Prefácio
Para quem nasce “menina lagarta”, parece que a vida minúscula, desolada, já está traçada. Está destinada a ela porque tem pela frente os fossos sociais que conhecemos tão bem. O mundo da poesia, da música, da arte, dos livros, enfim, parece um projeto absurdo diante da necessidade de sobreviver. Sônia Barros é econômica para tratar com precisão este quadro social:
“Quartinho/ (penico, lamparina, espiriteira).”
“Quartinho/ (penico, lamparina, espiriteira).”
Alguns, entretanto, pela imaginação que insiste em brotar em terra hostil, acabam por conseguir levantar vôo. As histórias que nascem dos lábios da mãe cansada incendeiam a imaginação da menina. Há, porém, os que ficam perdidos pelo caminho sem poder sentir “dos dedos do vento, / o alívio/ do vôo-véu?”
(...)
Sônia Barros compõe uma delicada partitura, cheia de temas recorrentes. Uma música de câmara que ora ilumina ora escurece. A voz do poeta está presa ao próprio sentido do corpo. Ressalto uma palavra que muda bastante o contexto. Há uma mudança de ponto de vista quando o poeta deixa de olhar para o alto e volta seu olhar para a relva e as formigas. É quando surgem os olhos do filho. Da sobrevivência improvável (Origens) ao nascimento do filho, completa-se assim um ciclo. A poesia surge como uma possibilidade de reflexão sobre esse trajeto e de cauterização de tantas feridas.

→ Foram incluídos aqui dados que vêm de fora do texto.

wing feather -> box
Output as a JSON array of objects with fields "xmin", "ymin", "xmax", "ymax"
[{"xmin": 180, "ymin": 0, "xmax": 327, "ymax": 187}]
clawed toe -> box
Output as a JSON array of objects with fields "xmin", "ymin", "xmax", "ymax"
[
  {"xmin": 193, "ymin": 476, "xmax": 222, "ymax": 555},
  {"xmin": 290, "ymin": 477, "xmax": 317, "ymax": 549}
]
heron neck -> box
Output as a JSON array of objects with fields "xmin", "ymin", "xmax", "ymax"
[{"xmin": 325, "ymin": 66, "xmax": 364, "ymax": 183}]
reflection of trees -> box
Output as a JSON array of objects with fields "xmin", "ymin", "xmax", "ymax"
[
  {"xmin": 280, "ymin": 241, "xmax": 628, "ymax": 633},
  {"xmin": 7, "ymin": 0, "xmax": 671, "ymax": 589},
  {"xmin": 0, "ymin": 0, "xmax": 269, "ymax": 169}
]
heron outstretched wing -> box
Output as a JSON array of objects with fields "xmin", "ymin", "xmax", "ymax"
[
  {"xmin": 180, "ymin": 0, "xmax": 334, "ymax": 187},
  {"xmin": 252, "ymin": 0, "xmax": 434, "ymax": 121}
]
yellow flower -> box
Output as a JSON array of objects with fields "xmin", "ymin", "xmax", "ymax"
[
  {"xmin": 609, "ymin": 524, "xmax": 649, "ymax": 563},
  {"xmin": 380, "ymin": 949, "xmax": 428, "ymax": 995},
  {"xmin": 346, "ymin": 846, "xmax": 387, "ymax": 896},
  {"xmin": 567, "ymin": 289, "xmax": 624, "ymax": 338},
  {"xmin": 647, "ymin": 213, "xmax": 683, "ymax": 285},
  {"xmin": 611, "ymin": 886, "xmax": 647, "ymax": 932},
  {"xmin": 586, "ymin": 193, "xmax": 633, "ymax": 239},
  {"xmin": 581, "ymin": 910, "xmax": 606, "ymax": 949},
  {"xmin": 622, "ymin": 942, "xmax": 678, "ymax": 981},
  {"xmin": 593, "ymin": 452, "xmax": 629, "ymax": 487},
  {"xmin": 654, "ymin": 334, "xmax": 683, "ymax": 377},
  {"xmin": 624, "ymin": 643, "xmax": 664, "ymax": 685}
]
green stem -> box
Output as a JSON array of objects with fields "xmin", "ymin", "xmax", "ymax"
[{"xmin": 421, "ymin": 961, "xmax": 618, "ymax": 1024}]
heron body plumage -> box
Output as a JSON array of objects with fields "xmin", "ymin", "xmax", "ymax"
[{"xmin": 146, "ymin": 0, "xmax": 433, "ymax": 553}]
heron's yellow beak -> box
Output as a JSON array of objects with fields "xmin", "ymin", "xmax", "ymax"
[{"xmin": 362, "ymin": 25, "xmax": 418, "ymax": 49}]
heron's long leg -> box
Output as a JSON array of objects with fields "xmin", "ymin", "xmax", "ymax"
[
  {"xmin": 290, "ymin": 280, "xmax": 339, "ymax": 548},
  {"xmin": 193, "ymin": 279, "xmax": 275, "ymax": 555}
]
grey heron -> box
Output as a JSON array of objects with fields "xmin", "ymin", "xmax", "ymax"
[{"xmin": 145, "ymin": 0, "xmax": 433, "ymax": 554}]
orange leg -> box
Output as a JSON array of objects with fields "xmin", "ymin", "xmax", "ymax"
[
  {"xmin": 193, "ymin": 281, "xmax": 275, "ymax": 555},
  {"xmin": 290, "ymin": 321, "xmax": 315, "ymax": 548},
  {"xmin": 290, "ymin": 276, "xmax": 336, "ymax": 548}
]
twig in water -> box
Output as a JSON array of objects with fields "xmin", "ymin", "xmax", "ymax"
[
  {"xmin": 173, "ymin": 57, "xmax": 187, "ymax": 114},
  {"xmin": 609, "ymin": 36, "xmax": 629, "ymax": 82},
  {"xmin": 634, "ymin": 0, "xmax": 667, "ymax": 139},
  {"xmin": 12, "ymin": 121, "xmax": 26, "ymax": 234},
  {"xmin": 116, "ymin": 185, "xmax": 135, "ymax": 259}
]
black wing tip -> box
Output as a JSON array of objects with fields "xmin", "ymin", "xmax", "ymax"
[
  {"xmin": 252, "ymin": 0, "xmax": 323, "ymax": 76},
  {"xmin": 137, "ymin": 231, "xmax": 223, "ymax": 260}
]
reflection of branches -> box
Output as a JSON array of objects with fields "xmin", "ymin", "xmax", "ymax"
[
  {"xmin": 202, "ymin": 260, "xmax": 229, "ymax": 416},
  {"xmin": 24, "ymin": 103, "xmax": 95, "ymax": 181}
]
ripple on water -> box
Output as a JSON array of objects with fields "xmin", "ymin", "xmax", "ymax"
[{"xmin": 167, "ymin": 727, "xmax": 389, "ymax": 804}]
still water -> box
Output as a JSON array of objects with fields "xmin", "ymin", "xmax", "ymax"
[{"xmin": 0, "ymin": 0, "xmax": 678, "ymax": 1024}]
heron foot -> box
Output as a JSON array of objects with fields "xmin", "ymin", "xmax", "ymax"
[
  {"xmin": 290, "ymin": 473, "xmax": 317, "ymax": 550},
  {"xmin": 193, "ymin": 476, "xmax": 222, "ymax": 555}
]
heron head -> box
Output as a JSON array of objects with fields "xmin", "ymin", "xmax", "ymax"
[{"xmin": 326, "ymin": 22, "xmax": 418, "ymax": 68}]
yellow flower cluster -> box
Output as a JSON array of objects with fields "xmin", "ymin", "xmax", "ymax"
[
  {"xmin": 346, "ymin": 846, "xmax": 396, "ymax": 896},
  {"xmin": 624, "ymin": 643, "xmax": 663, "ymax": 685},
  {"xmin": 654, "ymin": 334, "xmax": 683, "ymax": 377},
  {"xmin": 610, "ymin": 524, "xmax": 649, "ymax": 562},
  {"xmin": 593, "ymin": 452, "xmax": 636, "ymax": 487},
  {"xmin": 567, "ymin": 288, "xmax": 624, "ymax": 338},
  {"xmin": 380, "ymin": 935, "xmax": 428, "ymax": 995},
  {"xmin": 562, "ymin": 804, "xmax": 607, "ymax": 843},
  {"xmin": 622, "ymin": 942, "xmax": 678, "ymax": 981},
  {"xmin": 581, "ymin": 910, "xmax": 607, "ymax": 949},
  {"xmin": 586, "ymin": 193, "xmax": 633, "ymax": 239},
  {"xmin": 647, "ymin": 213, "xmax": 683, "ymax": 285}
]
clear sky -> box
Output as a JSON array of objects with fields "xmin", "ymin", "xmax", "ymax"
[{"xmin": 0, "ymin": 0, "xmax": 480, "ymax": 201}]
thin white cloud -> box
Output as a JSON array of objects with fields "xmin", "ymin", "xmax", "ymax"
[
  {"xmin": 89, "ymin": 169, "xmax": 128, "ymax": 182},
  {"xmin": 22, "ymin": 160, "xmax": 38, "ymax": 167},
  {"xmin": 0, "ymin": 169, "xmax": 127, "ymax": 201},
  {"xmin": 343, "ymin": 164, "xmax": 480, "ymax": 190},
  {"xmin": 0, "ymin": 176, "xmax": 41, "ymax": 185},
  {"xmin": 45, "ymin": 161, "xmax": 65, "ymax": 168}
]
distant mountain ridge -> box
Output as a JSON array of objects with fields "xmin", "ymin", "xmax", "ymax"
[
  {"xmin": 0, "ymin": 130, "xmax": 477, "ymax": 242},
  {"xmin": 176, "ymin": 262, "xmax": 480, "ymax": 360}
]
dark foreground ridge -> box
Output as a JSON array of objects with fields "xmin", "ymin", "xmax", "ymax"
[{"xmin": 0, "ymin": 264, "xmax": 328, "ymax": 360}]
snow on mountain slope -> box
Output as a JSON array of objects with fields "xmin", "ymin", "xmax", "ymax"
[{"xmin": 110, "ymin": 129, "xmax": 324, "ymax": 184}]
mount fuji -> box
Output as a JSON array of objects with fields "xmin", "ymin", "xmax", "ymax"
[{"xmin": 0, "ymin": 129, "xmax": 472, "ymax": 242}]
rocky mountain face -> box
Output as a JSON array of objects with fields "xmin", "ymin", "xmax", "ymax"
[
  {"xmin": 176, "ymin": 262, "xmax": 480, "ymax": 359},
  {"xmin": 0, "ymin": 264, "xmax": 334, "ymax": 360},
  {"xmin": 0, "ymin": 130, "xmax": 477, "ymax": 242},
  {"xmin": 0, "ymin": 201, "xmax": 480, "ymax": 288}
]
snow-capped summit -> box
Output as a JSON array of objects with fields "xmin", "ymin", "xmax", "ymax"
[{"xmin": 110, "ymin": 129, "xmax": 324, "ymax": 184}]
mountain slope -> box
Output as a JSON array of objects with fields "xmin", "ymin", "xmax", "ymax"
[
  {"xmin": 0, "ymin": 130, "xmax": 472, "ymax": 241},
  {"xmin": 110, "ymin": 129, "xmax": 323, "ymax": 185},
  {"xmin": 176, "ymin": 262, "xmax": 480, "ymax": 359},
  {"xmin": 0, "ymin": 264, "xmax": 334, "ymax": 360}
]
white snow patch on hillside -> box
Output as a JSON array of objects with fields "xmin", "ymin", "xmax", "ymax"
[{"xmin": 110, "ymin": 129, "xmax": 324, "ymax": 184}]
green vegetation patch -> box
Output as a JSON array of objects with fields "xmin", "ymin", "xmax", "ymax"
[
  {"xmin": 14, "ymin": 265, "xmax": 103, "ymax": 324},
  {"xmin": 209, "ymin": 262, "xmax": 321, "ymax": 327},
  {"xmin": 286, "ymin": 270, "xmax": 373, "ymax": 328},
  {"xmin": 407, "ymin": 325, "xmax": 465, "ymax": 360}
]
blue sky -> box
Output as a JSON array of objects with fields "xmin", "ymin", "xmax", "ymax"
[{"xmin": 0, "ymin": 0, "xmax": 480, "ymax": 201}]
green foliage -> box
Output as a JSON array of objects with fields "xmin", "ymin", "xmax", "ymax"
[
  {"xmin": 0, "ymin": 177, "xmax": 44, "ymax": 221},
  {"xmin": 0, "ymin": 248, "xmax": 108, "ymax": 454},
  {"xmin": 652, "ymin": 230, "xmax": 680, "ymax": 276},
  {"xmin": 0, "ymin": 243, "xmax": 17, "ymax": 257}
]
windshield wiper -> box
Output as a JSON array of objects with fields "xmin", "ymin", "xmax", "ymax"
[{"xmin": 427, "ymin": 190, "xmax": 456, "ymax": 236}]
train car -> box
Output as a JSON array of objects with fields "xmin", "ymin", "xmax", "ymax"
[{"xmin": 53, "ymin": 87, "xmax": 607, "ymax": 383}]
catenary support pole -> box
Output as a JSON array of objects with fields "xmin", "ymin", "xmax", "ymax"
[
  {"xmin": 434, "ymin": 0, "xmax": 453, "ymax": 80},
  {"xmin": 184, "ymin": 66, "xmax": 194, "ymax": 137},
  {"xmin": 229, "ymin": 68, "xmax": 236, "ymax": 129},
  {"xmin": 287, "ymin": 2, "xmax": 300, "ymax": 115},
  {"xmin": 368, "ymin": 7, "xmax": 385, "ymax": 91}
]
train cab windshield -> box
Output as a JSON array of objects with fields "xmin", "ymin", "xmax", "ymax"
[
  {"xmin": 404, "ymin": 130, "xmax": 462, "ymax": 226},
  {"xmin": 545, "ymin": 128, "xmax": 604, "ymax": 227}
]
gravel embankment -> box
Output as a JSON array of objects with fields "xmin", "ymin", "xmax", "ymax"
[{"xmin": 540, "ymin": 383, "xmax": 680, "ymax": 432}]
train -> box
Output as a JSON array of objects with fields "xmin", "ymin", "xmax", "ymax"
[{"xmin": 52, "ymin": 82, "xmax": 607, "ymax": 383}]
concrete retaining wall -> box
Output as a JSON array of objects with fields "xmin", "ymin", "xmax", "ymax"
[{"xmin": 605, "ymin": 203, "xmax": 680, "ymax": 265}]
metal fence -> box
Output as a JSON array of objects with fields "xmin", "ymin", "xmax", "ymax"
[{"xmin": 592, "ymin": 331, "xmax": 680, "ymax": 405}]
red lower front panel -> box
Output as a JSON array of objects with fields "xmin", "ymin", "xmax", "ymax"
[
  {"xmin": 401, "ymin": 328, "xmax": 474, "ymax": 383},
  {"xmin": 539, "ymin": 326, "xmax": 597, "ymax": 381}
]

Encaro os poemas de Sônia como um interrogar-se sobre a capacidade poética. Uma necessidade de refletir sobre sua poesia antes mesmo de lançar-se sobre ela. Ela teve a necessária paciência. Cevou e esperou. Ela veio. Agora, é perder o medo e buscar a inteireza do vôo. É entregar-se àquela que o poeta Rubens Rodrigues Torres Filho chamou de “a obscura religião dos pássaros".